Submission Date: 2019-12-02
Review Date: 2019-12-16
Pubblication Date: 2020-01-04
Introduction Early rehabilitation programs have become an important focus of perioperative management after colorectal surgery with aims of improving patient care, reducing complication rates, and shortening hospital stay following colorectal surgery. The aim of this study is to evaluate the efficacy and safety of Yogic Breathing and Manual Diaphragm Release Technique in early rehabilitation of patients following surgery to remove colorectal cancer.

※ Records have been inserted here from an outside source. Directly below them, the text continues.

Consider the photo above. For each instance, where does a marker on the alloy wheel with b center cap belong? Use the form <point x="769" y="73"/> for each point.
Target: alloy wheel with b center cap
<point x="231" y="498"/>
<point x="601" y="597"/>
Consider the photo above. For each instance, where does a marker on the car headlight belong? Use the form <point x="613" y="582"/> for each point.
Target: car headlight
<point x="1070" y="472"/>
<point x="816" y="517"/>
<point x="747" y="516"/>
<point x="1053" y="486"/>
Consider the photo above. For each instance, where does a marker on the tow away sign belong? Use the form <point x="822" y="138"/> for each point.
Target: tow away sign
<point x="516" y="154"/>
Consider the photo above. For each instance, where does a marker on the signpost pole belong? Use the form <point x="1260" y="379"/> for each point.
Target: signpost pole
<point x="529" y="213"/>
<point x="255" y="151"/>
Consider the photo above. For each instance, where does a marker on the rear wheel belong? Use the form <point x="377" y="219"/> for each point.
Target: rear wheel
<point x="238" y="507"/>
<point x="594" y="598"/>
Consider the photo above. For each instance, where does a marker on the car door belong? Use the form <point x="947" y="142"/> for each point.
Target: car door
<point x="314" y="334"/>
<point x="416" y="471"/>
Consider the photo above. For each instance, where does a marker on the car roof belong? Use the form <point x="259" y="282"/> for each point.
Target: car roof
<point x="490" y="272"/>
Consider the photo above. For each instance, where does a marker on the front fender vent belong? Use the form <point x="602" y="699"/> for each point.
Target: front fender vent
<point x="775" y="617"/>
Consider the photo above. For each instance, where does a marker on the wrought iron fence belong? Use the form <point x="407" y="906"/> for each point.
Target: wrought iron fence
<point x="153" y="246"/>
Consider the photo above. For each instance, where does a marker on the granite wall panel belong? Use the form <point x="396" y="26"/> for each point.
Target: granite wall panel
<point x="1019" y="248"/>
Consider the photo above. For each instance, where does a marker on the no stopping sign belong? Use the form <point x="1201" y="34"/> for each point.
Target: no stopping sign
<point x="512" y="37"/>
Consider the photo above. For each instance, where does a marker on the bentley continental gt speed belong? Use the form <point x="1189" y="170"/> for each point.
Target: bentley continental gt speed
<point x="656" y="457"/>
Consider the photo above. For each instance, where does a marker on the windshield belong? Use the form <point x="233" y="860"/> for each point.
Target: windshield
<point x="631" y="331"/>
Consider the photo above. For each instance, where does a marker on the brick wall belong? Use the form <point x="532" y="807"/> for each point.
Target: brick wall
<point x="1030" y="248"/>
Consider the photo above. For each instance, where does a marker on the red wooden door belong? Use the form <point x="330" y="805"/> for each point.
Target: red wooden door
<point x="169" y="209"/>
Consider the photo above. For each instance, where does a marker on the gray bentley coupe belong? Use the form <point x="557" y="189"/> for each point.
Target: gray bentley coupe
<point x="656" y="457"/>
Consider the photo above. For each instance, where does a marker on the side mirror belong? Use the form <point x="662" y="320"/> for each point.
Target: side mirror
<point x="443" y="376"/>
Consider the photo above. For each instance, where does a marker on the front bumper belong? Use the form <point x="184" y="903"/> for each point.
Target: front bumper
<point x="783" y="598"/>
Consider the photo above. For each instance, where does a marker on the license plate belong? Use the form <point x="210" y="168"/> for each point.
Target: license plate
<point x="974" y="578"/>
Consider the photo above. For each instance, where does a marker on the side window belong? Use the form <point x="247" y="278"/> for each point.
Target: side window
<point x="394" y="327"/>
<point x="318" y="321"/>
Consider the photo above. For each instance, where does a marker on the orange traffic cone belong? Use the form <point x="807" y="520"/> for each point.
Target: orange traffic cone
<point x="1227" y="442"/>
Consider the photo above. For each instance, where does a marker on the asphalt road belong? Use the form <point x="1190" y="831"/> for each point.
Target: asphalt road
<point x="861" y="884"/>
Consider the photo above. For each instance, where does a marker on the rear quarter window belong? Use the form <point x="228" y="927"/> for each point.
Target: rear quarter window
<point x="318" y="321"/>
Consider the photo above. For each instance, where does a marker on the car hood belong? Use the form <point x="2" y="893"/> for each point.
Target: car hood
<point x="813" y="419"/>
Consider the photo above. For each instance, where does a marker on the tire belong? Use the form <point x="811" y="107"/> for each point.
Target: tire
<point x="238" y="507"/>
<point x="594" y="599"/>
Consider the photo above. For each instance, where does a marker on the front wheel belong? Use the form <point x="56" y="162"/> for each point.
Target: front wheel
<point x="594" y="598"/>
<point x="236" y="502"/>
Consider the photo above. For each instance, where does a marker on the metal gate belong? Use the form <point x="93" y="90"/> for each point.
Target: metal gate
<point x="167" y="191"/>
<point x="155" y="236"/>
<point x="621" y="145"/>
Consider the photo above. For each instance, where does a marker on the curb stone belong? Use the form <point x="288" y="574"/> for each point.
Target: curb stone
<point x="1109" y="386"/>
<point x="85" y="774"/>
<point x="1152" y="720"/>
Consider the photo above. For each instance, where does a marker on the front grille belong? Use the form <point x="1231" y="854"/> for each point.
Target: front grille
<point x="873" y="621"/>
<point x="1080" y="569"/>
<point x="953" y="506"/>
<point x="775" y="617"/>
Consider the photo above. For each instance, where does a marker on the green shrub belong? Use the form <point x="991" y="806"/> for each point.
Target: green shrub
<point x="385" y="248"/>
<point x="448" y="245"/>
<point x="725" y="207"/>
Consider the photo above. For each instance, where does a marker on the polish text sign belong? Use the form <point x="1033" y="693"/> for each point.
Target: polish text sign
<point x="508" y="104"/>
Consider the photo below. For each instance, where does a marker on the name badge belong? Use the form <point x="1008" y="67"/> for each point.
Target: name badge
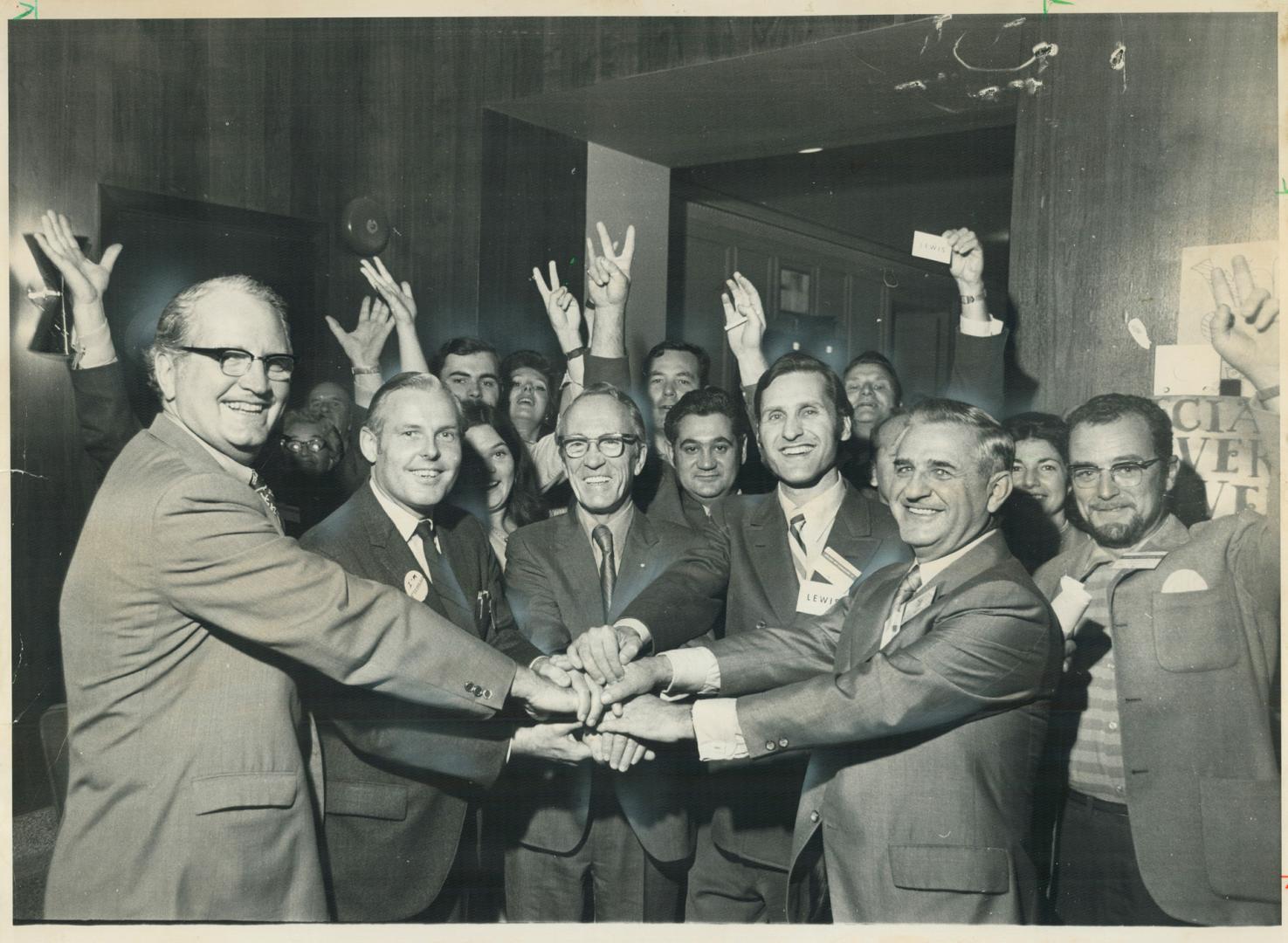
<point x="417" y="585"/>
<point x="816" y="596"/>
<point x="917" y="604"/>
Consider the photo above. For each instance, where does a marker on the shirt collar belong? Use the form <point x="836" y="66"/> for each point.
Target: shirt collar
<point x="618" y="523"/>
<point x="929" y="571"/>
<point x="243" y="473"/>
<point x="822" y="506"/>
<point x="403" y="520"/>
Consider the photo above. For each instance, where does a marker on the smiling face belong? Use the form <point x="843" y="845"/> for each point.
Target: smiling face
<point x="417" y="452"/>
<point x="940" y="498"/>
<point x="231" y="414"/>
<point x="602" y="485"/>
<point x="529" y="397"/>
<point x="670" y="376"/>
<point x="500" y="464"/>
<point x="1040" y="472"/>
<point x="870" y="389"/>
<point x="797" y="430"/>
<point x="1117" y="515"/>
<point x="707" y="455"/>
<point x="473" y="376"/>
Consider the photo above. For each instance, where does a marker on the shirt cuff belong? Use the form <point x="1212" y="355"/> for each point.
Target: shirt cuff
<point x="981" y="328"/>
<point x="715" y="726"/>
<point x="693" y="671"/>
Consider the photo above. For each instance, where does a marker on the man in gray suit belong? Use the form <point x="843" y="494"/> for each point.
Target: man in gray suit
<point x="183" y="611"/>
<point x="767" y="558"/>
<point x="628" y="832"/>
<point x="922" y="696"/>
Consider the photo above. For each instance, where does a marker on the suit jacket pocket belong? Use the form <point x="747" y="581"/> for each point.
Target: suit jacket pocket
<point x="951" y="867"/>
<point x="1195" y="631"/>
<point x="245" y="791"/>
<point x="1241" y="836"/>
<point x="368" y="799"/>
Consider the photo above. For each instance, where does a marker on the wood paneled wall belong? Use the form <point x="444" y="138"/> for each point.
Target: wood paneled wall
<point x="293" y="118"/>
<point x="1116" y="171"/>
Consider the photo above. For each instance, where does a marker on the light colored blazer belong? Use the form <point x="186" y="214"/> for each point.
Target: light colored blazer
<point x="182" y="614"/>
<point x="924" y="754"/>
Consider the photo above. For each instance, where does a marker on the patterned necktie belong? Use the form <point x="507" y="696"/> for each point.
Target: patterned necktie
<point x="265" y="495"/>
<point x="907" y="590"/>
<point x="603" y="539"/>
<point x="799" y="560"/>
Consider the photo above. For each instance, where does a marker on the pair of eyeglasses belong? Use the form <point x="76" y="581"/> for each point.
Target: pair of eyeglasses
<point x="608" y="446"/>
<point x="301" y="446"/>
<point x="236" y="362"/>
<point x="1126" y="474"/>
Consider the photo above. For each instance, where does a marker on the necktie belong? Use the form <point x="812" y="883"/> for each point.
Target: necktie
<point x="603" y="539"/>
<point x="800" y="555"/>
<point x="907" y="590"/>
<point x="265" y="495"/>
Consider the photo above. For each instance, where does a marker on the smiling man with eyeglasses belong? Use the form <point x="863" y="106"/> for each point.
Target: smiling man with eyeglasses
<point x="1165" y="731"/>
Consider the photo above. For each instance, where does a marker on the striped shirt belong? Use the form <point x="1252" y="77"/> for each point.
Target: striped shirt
<point x="1096" y="758"/>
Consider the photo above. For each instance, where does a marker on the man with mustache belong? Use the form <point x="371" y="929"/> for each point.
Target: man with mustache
<point x="1166" y="719"/>
<point x="769" y="558"/>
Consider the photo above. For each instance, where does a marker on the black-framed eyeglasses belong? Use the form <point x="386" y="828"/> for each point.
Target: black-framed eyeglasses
<point x="608" y="446"/>
<point x="1126" y="474"/>
<point x="236" y="362"/>
<point x="300" y="446"/>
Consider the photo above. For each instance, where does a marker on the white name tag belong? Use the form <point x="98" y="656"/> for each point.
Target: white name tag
<point x="417" y="585"/>
<point x="917" y="604"/>
<point x="816" y="596"/>
<point x="934" y="248"/>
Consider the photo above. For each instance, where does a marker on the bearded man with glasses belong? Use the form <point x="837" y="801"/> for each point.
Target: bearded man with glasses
<point x="629" y="831"/>
<point x="1166" y="726"/>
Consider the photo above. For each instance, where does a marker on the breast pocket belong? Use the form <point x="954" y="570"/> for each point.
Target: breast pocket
<point x="1195" y="631"/>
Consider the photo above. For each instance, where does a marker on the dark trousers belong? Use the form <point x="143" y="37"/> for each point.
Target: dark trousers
<point x="1098" y="881"/>
<point x="607" y="878"/>
<point x="727" y="889"/>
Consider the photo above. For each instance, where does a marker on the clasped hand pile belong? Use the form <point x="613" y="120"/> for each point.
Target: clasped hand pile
<point x="612" y="699"/>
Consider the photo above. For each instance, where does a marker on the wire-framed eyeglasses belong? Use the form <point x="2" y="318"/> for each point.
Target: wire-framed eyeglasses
<point x="1126" y="474"/>
<point x="608" y="446"/>
<point x="236" y="362"/>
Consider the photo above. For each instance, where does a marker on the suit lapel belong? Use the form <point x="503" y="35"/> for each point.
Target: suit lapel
<point x="765" y="531"/>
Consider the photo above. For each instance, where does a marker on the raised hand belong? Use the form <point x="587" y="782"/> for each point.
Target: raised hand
<point x="362" y="346"/>
<point x="651" y="719"/>
<point x="561" y="308"/>
<point x="603" y="650"/>
<point x="608" y="276"/>
<point x="616" y="750"/>
<point x="1244" y="330"/>
<point x="552" y="742"/>
<point x="745" y="317"/>
<point x="590" y="702"/>
<point x="968" y="263"/>
<point x="86" y="279"/>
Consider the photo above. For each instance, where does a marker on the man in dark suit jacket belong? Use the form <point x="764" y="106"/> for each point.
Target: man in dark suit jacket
<point x="631" y="831"/>
<point x="182" y="615"/>
<point x="922" y="697"/>
<point x="401" y="791"/>
<point x="755" y="562"/>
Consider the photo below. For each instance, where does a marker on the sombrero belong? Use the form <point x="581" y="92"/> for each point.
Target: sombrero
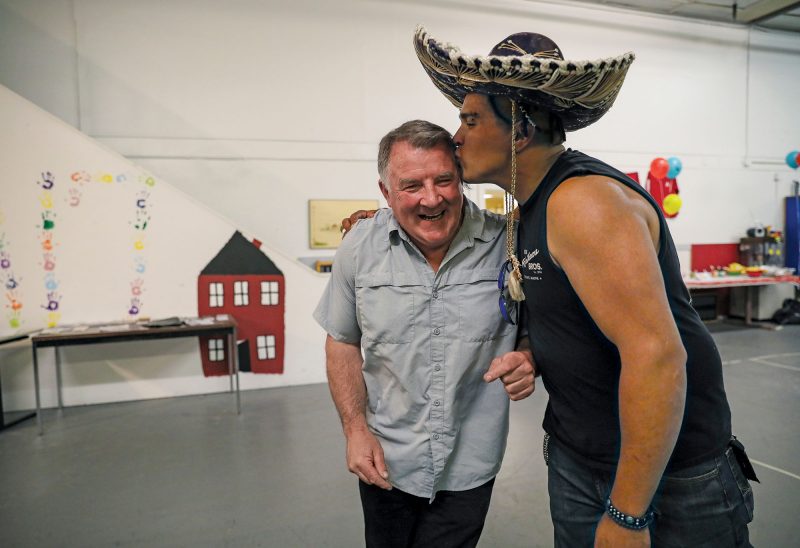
<point x="528" y="68"/>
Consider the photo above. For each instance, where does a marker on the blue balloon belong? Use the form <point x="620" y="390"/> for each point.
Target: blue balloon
<point x="791" y="159"/>
<point x="675" y="167"/>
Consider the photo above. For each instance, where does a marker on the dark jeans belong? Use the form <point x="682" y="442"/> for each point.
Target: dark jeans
<point x="703" y="506"/>
<point x="397" y="519"/>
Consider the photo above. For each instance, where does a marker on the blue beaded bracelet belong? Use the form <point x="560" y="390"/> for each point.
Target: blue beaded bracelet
<point x="629" y="522"/>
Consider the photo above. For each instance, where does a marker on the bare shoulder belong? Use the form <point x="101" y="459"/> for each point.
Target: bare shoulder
<point x="599" y="206"/>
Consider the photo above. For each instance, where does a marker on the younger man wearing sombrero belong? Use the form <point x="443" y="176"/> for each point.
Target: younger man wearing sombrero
<point x="638" y="435"/>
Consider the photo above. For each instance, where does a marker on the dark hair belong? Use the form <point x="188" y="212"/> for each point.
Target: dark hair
<point x="417" y="133"/>
<point x="553" y="134"/>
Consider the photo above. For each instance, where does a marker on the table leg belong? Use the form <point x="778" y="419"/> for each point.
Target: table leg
<point x="36" y="390"/>
<point x="58" y="378"/>
<point x="748" y="305"/>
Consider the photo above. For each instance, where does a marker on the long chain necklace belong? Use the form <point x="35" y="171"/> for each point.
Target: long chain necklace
<point x="515" y="280"/>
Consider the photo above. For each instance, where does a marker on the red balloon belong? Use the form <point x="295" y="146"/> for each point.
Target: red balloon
<point x="659" y="168"/>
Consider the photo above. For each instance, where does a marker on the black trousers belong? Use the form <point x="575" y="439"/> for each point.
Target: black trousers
<point x="394" y="519"/>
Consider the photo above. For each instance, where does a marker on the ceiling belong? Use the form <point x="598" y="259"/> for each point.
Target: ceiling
<point x="771" y="14"/>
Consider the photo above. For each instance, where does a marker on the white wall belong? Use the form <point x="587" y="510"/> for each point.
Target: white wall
<point x="253" y="107"/>
<point x="96" y="265"/>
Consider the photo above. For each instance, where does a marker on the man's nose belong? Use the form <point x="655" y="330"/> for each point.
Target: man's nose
<point x="431" y="196"/>
<point x="458" y="139"/>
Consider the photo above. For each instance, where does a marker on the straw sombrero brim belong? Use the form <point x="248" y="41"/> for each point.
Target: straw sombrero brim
<point x="578" y="92"/>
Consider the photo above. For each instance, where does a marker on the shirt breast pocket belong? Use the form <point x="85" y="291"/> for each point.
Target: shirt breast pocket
<point x="385" y="307"/>
<point x="479" y="316"/>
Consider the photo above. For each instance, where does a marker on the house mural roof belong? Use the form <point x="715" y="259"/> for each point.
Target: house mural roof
<point x="241" y="256"/>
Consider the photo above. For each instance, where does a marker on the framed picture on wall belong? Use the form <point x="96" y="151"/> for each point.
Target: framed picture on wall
<point x="325" y="217"/>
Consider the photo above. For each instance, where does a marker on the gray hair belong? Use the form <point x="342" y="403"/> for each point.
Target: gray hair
<point x="417" y="133"/>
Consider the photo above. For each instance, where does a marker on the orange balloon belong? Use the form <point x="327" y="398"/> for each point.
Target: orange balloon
<point x="659" y="168"/>
<point x="672" y="204"/>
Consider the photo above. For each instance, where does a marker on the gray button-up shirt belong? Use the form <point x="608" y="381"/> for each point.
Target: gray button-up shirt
<point x="427" y="340"/>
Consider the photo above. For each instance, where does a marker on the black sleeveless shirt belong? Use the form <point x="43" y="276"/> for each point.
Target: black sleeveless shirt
<point x="580" y="367"/>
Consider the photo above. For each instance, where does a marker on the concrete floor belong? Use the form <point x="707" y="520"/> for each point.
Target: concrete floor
<point x="190" y="472"/>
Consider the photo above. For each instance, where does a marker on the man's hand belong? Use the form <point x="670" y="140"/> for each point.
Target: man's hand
<point x="517" y="371"/>
<point x="365" y="459"/>
<point x="348" y="222"/>
<point x="611" y="535"/>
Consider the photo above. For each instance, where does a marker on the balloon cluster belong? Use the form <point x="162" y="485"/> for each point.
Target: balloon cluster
<point x="793" y="159"/>
<point x="668" y="168"/>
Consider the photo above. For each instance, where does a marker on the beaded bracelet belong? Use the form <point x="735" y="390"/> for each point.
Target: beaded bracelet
<point x="629" y="522"/>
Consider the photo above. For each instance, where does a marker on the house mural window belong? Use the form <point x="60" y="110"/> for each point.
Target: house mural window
<point x="216" y="350"/>
<point x="215" y="294"/>
<point x="269" y="293"/>
<point x="240" y="297"/>
<point x="266" y="347"/>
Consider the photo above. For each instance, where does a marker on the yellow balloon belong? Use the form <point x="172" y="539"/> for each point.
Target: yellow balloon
<point x="672" y="204"/>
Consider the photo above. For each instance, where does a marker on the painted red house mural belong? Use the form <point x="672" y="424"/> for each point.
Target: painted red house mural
<point x="243" y="282"/>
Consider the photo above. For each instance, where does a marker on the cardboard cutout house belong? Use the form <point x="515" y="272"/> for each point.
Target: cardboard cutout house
<point x="243" y="282"/>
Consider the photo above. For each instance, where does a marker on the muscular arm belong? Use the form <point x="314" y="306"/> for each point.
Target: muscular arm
<point x="605" y="238"/>
<point x="364" y="453"/>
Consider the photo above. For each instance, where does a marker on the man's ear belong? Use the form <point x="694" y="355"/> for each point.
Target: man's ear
<point x="384" y="190"/>
<point x="522" y="138"/>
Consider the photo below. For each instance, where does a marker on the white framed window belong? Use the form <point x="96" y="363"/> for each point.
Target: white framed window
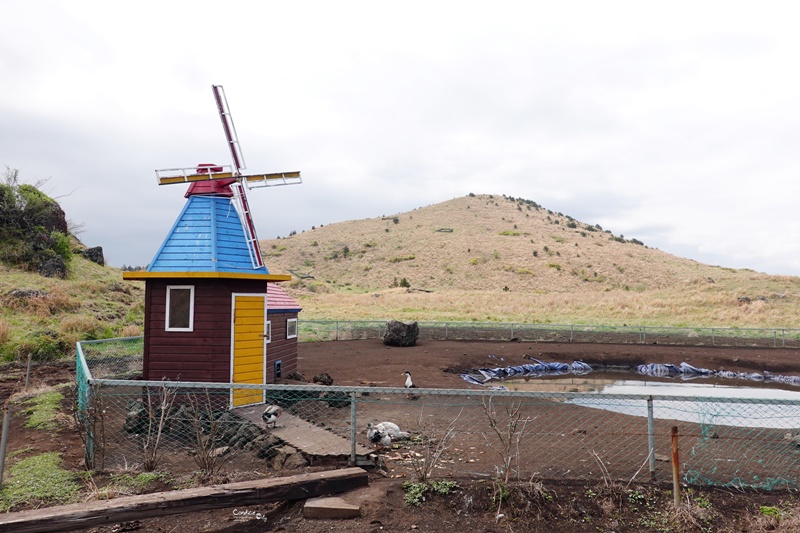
<point x="291" y="328"/>
<point x="180" y="308"/>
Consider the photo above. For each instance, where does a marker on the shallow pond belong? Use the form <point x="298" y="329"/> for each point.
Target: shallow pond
<point x="709" y="400"/>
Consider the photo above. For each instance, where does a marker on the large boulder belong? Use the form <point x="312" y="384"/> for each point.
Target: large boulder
<point x="401" y="333"/>
<point x="95" y="255"/>
<point x="53" y="267"/>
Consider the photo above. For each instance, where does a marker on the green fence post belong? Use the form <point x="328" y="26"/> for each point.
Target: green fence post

Methods A total of 40 patients with colorectal cancer who underwent colorectal resection were randomly assigned to receive either the experimental protocol (experimental group, EG: n 20 average age 66,5 years) or the stansard postoperative care (standard group, SG: n 20 average age 66 years). In all subjects, postoperative outcomes after seven sessions were: peripheral oxygen saturation of capillary blood hemoglobin (SpO2), heart rate (HR), Activities of Daily Living (ADL), Short-Form 12 (SF-12) questionnaire, Visual Analogue Scale (VAS) and pulmonary functionality (spirometer).
Results The length of postoperative hospital stay and ventilation hours were shorter in patients receiving the experimental protocol compared with those receiving the conventional postoperative care. A better pulmonary functionality, which is fundamental for reducing lung complications, was recorded in patients receiving the experimental program than in those receiving conventional care mainly in the percentage of Forced Expiratory Volume in 1st second. A significantly improvement of SPO2 and a greater decrement of HR was observed in the EG. To compare with SG, SF12 score after experimental protocol showed an improvement of quality of live. There was no significant difference in ADL score when the two groups were compared. Patients who received the experimental protocol compared with those receiving the standard postoperative care showed a significantly reduction of discomfort after surgery.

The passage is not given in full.